Tiny Fish Grow Larger Fake "Eyes" to Distract Predators
The tiny damsel fish, frequent prey to larger fish and marine animals, has been found to increase the dark spot on its tail to appear to be a bigger "eye" while simultaneously shrinking the size of its real eyes.
Researchers report this tactic distracts predators and dramatically increases the damsel fish's chance of survival in the wild. By shrinking the size of its real eyes and increasing the "eye" on the back of its tail, the damsel fish is able to confuse predators and trick them into thinking the fish is traveling in the opposite direction.

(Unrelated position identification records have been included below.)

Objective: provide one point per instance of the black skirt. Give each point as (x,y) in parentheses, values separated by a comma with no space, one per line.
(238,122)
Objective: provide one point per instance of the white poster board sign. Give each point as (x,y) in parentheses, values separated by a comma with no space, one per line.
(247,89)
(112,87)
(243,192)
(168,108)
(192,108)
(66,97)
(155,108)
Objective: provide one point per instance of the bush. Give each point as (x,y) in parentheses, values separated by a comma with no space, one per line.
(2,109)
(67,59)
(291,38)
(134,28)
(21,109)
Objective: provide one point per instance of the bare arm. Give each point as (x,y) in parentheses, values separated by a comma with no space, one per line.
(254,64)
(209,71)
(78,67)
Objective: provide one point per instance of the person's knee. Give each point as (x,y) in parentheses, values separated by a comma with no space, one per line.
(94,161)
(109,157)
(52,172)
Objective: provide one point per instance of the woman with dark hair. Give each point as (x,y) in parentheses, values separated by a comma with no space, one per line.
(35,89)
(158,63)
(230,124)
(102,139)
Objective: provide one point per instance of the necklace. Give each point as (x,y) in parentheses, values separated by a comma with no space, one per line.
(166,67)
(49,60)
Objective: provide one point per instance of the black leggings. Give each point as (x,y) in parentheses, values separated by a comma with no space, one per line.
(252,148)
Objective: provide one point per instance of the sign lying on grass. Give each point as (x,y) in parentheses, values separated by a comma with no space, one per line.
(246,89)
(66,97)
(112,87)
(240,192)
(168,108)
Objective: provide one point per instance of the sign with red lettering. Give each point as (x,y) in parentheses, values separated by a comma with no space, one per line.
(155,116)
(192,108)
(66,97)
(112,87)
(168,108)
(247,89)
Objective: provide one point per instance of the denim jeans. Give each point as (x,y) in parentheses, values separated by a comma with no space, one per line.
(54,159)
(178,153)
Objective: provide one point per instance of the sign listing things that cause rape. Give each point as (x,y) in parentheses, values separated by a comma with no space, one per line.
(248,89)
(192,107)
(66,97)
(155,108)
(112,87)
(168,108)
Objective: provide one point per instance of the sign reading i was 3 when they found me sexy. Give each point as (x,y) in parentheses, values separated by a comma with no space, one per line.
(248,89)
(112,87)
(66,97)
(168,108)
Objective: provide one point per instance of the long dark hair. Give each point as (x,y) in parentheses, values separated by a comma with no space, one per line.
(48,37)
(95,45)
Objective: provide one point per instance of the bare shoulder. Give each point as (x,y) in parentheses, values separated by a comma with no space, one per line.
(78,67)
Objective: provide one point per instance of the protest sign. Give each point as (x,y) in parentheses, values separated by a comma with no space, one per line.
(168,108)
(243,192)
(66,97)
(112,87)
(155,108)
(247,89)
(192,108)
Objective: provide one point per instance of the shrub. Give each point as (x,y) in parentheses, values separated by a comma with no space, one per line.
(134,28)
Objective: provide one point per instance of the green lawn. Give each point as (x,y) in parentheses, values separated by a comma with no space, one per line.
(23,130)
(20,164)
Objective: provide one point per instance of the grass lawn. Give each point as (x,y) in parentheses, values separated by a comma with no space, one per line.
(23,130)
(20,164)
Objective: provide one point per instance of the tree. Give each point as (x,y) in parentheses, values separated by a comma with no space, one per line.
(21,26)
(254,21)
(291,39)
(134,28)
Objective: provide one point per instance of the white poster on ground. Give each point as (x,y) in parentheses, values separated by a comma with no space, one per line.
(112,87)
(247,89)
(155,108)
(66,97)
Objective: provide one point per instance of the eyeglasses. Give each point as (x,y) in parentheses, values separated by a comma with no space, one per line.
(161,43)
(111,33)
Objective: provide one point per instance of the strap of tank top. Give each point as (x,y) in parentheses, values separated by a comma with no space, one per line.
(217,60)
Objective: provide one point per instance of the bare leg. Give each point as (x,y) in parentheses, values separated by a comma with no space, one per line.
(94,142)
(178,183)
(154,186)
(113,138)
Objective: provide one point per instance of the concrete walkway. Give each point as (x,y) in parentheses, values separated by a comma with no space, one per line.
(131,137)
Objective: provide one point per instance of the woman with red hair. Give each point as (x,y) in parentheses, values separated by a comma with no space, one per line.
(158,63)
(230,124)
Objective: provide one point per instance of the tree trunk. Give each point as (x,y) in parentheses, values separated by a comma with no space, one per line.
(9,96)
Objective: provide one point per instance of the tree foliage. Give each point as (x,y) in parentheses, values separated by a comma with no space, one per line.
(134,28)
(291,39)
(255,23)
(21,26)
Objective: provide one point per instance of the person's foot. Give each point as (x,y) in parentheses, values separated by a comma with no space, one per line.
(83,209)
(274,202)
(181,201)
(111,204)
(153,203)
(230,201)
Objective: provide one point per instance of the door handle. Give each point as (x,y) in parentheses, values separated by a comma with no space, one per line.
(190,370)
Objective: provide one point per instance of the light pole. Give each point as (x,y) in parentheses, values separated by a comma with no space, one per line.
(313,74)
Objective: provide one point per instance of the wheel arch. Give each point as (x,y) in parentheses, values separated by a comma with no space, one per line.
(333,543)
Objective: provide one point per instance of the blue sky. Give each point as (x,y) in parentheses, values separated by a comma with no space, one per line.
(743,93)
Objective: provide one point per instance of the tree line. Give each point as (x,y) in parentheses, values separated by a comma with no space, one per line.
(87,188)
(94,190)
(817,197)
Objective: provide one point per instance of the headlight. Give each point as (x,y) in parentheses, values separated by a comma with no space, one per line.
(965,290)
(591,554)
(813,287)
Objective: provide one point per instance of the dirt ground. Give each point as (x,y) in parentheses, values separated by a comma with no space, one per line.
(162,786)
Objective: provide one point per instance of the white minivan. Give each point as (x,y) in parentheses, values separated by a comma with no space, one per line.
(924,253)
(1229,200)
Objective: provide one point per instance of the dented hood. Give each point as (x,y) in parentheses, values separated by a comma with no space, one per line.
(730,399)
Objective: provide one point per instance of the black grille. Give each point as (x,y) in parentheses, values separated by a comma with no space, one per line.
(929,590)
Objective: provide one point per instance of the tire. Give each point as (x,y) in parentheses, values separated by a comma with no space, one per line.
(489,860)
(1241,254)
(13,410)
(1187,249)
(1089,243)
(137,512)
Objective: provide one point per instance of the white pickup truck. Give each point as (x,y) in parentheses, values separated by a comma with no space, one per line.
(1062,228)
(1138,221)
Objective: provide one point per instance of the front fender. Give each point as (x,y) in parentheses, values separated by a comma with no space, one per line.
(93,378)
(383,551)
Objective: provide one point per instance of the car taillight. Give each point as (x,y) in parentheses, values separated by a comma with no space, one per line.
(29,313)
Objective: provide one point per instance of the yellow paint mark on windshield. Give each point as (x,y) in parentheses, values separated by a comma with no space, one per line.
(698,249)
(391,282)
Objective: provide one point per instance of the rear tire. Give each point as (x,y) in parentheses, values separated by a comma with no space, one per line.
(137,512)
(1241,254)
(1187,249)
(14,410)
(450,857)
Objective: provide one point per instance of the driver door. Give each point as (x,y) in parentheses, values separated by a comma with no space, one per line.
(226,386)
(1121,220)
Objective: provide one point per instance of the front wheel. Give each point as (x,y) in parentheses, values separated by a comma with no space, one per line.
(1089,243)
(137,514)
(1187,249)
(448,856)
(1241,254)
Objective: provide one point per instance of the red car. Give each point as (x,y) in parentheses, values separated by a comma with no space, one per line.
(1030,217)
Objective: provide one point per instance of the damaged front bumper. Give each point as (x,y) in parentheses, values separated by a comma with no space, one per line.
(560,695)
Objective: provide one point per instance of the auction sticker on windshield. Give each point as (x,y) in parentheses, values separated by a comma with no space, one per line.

"It's an amazing feat of cunning for a tiny fish," said Oona Lönnstedt, a graduate student at Australia's ARC Centre of Excellence for Coral Reef Studies (CoECRS) and James Cook University.
"Young damsel fish are pale yellow in color and have this distinctive black circular 'eye' marking towards their tail, which fades as they mature. We figured it must serve an important purpose when they are young."
For years aquatic researchers have been puzzling over whether the false eyespots on less vulnerable parts of fish played a role in protecting them from predators or if it was the result of a fortuitous but accidental evolutionary quirk.
The CoECRS team reports its find to be the first clear evidence of a fish changing the size of its real eyes and and its misleading eyespot to maximize survival chances when under threat.
"We found that when young damsel fish were placed in a specially built tank where they could see and smell predatory fish without being attacked, they automatically began to grow a bigger eye spot, and their real eye became relatively smaller, compared with damsels exposed only to herbivorous fish, or isolated ones," Lönnstedt said.
"We believe this is the first study to document predator-induced changes in the size of eyes and eye-spots in prey animals," she added.
When the researchers observed the fish in the wild, they documented a survival rate five time higher for fish who grew their tailfin "eyes" compared to fish that did not.
"This was dramatic proof that eyespots work -- and give young fish a hugely increased chance of not being eaten," Lönnstedt said.
She added: "We think the eyespots not only cause the predator to attack the wrong end of the fish, enabling it to escape by accelerating in the opposite direction, but also reduce the risk of fatal injury to the head."
Lönnstedt and her colleagues' research is published in the journal Scientific Reports.